Ada paused and rolled her shoulders. She worked all day bent over, mending clothing, so I often saw her stretching out to the fullest capacity of her spine — vertebrae clicking unlocked, bones popping away from their sockets. Normally I liked to imitate her, pulling on my joints until the tendons tugged back. But during a Greta story? I had no patience for it.
“So?” I said.
“So.” Baba Ada gave one last stretch. “She was angry. Frustrated. Yes? It’s difficult, not getting what you want to get. Just as she was becoming really furious though, something caught her eye on the other side of the room.

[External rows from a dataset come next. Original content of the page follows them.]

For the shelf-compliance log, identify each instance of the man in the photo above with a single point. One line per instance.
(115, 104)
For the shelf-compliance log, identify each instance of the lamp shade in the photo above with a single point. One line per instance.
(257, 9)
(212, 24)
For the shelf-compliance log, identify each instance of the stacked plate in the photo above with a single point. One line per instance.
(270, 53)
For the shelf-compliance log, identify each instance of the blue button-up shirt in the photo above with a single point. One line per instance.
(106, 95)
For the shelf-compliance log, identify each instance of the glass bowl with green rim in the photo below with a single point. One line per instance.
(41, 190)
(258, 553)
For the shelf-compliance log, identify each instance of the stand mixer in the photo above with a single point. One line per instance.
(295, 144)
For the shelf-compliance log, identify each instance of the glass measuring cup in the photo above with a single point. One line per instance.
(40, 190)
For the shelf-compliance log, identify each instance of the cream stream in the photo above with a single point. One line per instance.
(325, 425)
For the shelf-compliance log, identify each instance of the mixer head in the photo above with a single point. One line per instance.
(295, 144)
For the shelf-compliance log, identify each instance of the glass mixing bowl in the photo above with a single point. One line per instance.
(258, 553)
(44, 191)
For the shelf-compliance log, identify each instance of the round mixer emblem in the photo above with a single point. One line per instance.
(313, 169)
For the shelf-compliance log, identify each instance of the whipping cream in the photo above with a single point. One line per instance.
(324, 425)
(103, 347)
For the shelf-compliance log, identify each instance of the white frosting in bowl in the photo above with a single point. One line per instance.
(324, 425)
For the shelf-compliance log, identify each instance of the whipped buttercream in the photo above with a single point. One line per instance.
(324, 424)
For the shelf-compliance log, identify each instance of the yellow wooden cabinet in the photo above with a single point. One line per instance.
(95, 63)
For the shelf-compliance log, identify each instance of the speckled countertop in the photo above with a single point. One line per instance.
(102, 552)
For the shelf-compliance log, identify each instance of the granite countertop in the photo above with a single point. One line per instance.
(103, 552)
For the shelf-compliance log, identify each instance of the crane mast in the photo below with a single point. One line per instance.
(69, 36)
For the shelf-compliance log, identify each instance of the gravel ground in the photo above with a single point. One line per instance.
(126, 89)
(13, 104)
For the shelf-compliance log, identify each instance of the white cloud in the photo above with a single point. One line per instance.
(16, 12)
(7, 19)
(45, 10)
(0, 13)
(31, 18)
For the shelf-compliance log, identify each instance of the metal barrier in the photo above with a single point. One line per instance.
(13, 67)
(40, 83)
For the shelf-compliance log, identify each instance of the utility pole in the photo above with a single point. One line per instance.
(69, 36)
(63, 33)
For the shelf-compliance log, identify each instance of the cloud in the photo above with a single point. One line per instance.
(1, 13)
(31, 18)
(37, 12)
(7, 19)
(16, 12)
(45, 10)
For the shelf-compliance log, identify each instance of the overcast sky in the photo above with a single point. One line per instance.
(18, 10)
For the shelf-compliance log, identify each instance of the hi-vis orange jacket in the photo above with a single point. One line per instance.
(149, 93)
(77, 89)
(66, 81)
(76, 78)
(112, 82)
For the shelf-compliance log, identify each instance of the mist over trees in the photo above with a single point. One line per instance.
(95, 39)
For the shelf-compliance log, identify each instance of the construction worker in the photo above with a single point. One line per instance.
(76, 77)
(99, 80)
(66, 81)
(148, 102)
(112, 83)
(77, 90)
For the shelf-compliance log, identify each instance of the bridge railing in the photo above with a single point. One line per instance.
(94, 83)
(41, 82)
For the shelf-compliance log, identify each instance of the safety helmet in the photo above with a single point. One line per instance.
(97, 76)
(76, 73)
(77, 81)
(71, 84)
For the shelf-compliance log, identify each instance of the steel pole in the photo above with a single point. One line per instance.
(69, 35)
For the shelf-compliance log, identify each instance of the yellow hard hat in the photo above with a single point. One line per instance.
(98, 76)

An ice man, taller than the other dancers, slightly stooped. As if he didn’t want to be seen.”
“By Greta?”
“No. By anyone else. His hair was shaggy, hanging down against his neck, and he looked somewhat disheveled. A little bit wild. But his eyes were warm even through the ice. Greta stood right next to him and held her breath so he wouldn’t fog up. The ice man had strong hands and an untucked shirt.

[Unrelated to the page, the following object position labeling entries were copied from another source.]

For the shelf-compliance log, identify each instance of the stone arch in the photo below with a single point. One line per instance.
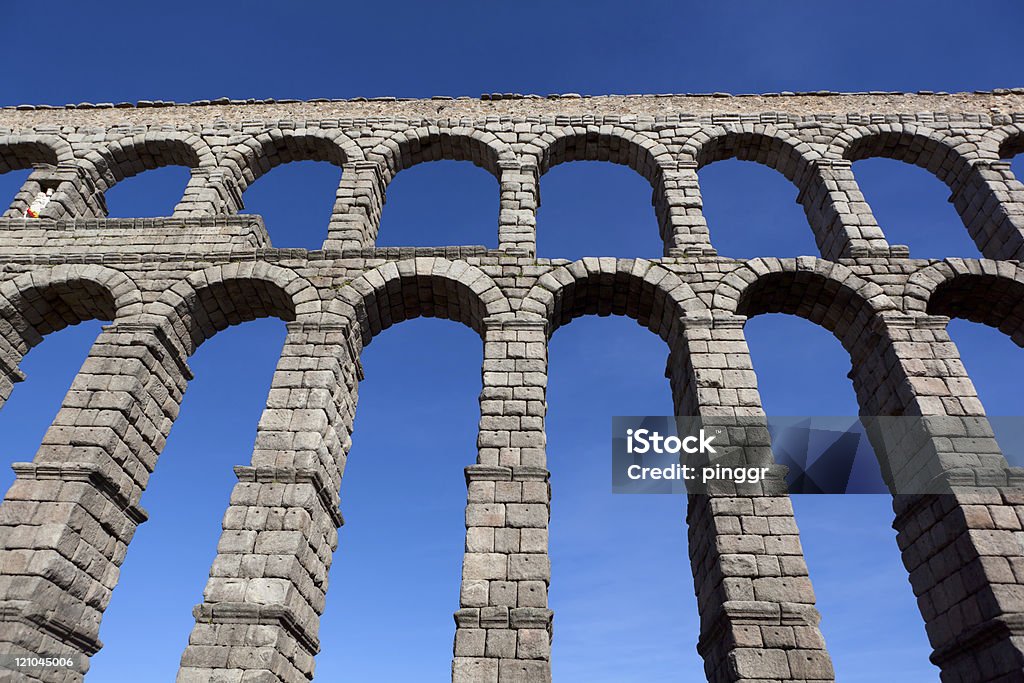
(425, 287)
(251, 159)
(978, 191)
(649, 293)
(822, 292)
(133, 155)
(1003, 142)
(46, 300)
(44, 154)
(194, 309)
(945, 158)
(650, 158)
(592, 142)
(415, 145)
(18, 152)
(980, 291)
(838, 233)
(763, 143)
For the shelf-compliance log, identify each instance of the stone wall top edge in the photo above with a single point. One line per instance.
(303, 258)
(1003, 102)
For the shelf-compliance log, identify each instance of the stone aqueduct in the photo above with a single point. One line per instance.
(167, 285)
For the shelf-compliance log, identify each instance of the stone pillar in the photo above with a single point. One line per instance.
(10, 374)
(990, 201)
(356, 215)
(758, 619)
(680, 211)
(68, 518)
(844, 225)
(210, 193)
(68, 189)
(962, 548)
(503, 632)
(260, 612)
(520, 197)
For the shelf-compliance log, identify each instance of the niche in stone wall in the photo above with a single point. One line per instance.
(10, 184)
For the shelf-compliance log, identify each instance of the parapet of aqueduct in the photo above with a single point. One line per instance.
(167, 285)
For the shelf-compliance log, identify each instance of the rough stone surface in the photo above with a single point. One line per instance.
(169, 284)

“Greta looked him up and down and then pressed her thumb to his fat bottom lip. Her warm thumb left a print, and the skin stuck slightly as she pulled it away. And then. Can you guess?”
I gave a little scream.
“Just tell me.”
“All right, okay. As soon as Greta stepped back, the room burst back into its noisiness and its scuffling. The ice man — well, the man — fell to tapping his toes, and he held a hand up to his mouth. The lip Greta touched had a new dark bruise, and do you know what? It was bruised for the rest of his life. Saul knew he was to become her husband, and he held out his hand and invited Greta to dance.”
I pulled the sheet taut over my fist and sucked on the knuckle of my thumb through the fabric, imagining my fingers clasped by someone I loved. In my head Greta appeared, standing in front of Saul while the rest of the now-unfrozen girls in the room shook their heads, like colts, to clear them. Her red dress was a blot of blood against the inky blue cotton and twill around her. Saul took Greta in his arms, and the skirts twisted and swayed together, their colors melding, so that from above you might track their movements by the purple streak tailing behind Greta through the crowd.
“What are you thinking about?” Ada asked me. She always seemed to ask after my thoughts when she already knew what they were, seeking confirmation. Or seeking to correct. I sunk my teeth into the sheet, to slice through it like scissors, but my incisors just rubbed blunt and dry against the threads.
“Did they live happily ever after?”
“Hmm.” Baba Ada frowned and tucked the covers around me until I was as immobile as a mummy. “Did you think we were at the end of the story? Do you think that’s where it ought to finish?”
“Oh.” I lay still. “I guess not?”
“Good,” Ada said. “Because the most important thing is still to come. Even with the dancers melted and dried off, even with the flames of their dancing banked, the fabryka still sizzled. And Greta felt it all over her body. She was awake in a new way, her ears tingling and her spine straight, in the arms of her marked man.